The Obama administration began telling the vast federal workforce Thursday by e-mail and letter which employees would be required to report during a federal shutdown and which ones should stay home if the government’s doors are closed.
With the prospect of a shutdown looming Saturday, and most employees wondering what to do, officials said those notifications should be completed by Friday.
If there is a shutdown, about 800,000 of the roughly 2.1 million federal workers nationwide are expected to be furloughed, with exceptions for national security and other essential employees.
But uncertainty could linger into next week if a shutdown goes into effect, as some workers report to work to shutter their offices and other agencies are able to stay open for slightly longer periods, officials and workers said.
The notifications came as the government continued to try to explain which federal agencies and entities would and would not be open in the event of a shutdown, and what the overall impact of a shutdown would be.
“It would have very real effects on the services the American people rely on, as well as on the economy as a whole,” Jeff Zients, deputy director for management at the Office of Management and Budget, told reporters at the White House. “It’s a hard, hard, hard situation for people to operate with this level of uncertainty.”
As Washington teemed with spring visitors Thursday and the last weekend of the National Cherry Blossom Festival approached, the prospect of closed museums and offices, idled workers and disappointed tourists grew larger.
And federal workers expressed frustration at the chaos and uncertainty.

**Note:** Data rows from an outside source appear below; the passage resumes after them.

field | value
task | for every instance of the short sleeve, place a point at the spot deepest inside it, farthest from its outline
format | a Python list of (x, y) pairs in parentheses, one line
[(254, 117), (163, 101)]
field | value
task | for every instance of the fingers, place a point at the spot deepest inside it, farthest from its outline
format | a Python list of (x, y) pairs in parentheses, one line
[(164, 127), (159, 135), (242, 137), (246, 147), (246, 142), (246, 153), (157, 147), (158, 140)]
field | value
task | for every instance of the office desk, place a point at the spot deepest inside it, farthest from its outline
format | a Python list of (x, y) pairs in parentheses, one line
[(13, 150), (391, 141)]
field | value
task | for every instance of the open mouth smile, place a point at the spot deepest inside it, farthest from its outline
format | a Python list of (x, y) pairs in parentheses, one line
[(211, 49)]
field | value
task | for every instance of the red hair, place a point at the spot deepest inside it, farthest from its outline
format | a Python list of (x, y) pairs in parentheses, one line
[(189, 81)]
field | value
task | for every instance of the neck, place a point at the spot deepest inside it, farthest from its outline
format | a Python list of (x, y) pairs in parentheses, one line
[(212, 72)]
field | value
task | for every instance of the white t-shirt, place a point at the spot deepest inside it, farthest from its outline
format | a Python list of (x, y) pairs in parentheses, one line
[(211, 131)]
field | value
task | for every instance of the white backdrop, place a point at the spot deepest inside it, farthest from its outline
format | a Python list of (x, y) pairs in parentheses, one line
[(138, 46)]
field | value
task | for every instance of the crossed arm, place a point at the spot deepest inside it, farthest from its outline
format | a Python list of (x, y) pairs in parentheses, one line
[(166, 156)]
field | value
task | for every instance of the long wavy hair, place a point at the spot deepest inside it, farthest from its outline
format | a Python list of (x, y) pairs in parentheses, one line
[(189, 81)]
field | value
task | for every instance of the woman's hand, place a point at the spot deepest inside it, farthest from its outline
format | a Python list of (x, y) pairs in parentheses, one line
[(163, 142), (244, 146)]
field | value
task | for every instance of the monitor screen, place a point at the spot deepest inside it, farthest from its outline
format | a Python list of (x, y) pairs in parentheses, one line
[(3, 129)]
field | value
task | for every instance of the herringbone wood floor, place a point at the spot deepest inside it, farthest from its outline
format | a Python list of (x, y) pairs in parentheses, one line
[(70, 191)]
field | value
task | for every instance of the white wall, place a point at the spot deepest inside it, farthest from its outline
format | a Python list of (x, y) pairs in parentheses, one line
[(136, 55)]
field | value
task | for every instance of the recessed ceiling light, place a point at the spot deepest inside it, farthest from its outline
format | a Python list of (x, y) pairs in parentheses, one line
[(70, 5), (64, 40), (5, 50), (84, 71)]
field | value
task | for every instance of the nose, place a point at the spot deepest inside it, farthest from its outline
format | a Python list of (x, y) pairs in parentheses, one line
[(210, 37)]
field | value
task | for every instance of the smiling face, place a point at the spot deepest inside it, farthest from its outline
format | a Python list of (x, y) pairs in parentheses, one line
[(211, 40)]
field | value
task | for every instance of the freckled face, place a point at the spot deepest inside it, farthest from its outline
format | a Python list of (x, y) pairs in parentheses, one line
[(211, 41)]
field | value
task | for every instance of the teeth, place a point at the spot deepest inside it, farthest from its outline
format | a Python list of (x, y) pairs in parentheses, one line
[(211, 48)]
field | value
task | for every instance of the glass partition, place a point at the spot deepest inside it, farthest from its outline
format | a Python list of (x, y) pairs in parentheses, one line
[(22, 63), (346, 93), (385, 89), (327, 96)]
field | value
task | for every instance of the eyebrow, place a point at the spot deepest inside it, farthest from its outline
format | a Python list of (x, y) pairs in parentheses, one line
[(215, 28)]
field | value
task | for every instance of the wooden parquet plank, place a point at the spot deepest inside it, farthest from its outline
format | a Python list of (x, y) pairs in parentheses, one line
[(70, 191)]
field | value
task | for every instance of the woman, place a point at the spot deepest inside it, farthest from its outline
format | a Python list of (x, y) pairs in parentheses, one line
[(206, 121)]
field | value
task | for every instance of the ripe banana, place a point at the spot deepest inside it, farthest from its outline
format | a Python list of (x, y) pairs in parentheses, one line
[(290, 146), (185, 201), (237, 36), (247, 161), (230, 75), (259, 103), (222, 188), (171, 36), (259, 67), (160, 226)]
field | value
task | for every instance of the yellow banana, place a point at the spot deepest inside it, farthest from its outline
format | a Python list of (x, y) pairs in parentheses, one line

“It puts me in a bind,” said George Mitchell, who works in the Department of Health and Human Services, as he stood outside a General Services Administration building on Seventh Street SW.
“Things are tight enough as it is,” he said. “The president has frozen [pay for] us for the next two years. . . . So we can’t get promotions or pay increases for the next two years. Yet still the bills keep coming. The light bill’s got to be paid. The rent’s still got to be paid. . . . It’s tight, and it’s stressful.”
A woman who didn’t want her name used but said she worked for the Agriculture Department said: “I’m in budget, so I know all the confusion it causes.
“We’re just ending the sixth continuing resolution [to fund the government]. We have to do the same kind of work that we have to do for an annual appropriation, over and over again, over and over again. . . . It gets old.”
For Mark Thalacker, who works in the Treasury Department’s Financial Crimes Enforcement office, definitive word came down at a meeting Thursday: His office would be sent home. But his wife, who works as an administrator for a government contractor, was in limbo: She would have to work through the weekend helping to identify which company employees would be furloughed and which would report to work.